Jim Cox, a retired college professor living in Louisville, Kentucky, is a leading historian on the subject of radio programming in the 20th century. He has written extensively on the history of radio from the 1920s to the present.

==Books==
Through McFarland & Company and Scarecrow Press, Cox has published more than 15 books, including the recent Radio Speakers: Narrators, News Junkies, Sports Jockeys, Tattletales, Tipsters, Toastmasters and Coffee Klatch Couples Who Verbalized the Jargon of the Aural Ether from the 1920s to the 1980s—A Biographical Dictionary (2007). The book profiles of more than 1,100 "radio speakers", including Red Barber, H. V. Kaltenborn, Dorothy Kilgallen, Edward R. Murrow, Louella Parsons and Walter Winchell.

Other books by Cox include The Daytime Serials of Television, 1946–1960 (2006), Historical Dictionary of American Radio Soap Operas (2005), Music Radio (2005), Mr. Keen, Tracer of Lost Persons (2004), Frank and Anne Hummert’s Radio Factory (2003), Radio Crime Fighters (2002), Say Goodnight, Gracie: The Last Years of Network Radio (2002), The Great Radio Audience Participation Shows (2001), The Great Radio Soap Operas (1999) and Rails Across Dixie (2011).

==Awards==
At the Friends of Old Time Radio Convention, vintage radio's largest annual event, Cox was the recipient of the 2002 Ray Stanich Award, given annually for prolific research and writing on the subject of old time radio. Cox is a frequent guest at the Mid-Atlantic Nostalgia Convention, held annually in Aberdeen, Maryland.
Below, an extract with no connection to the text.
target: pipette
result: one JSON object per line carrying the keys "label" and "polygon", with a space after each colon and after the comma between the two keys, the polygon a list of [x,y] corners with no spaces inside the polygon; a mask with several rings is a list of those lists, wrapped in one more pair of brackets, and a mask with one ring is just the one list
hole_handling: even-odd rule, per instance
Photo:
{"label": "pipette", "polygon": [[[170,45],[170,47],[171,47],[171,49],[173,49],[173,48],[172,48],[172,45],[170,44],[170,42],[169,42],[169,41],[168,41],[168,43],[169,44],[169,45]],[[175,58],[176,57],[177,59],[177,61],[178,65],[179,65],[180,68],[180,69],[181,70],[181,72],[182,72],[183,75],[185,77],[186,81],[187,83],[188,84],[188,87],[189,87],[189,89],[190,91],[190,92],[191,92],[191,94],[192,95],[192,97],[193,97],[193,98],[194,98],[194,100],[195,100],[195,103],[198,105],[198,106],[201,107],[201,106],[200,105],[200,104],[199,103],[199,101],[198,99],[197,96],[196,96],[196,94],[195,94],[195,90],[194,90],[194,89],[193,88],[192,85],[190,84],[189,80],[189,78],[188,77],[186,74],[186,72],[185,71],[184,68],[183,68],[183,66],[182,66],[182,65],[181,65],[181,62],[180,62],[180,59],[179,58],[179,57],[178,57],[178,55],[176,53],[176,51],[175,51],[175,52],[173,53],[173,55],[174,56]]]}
While Cox contributes to vintage radio club newsletters and nostalgia periodicals, his range of interests also includes travel, railroads, swimming, baseball, history and government. An active churchman, husband, father and grandfather, he volunteers weekly with charitable organizations. In 2007, Cox received the Stone-Waterman Award presented by the Cincinnati Old Time Radio and Nostalgia Convention for outstanding contributions to the preservation of old time radio history.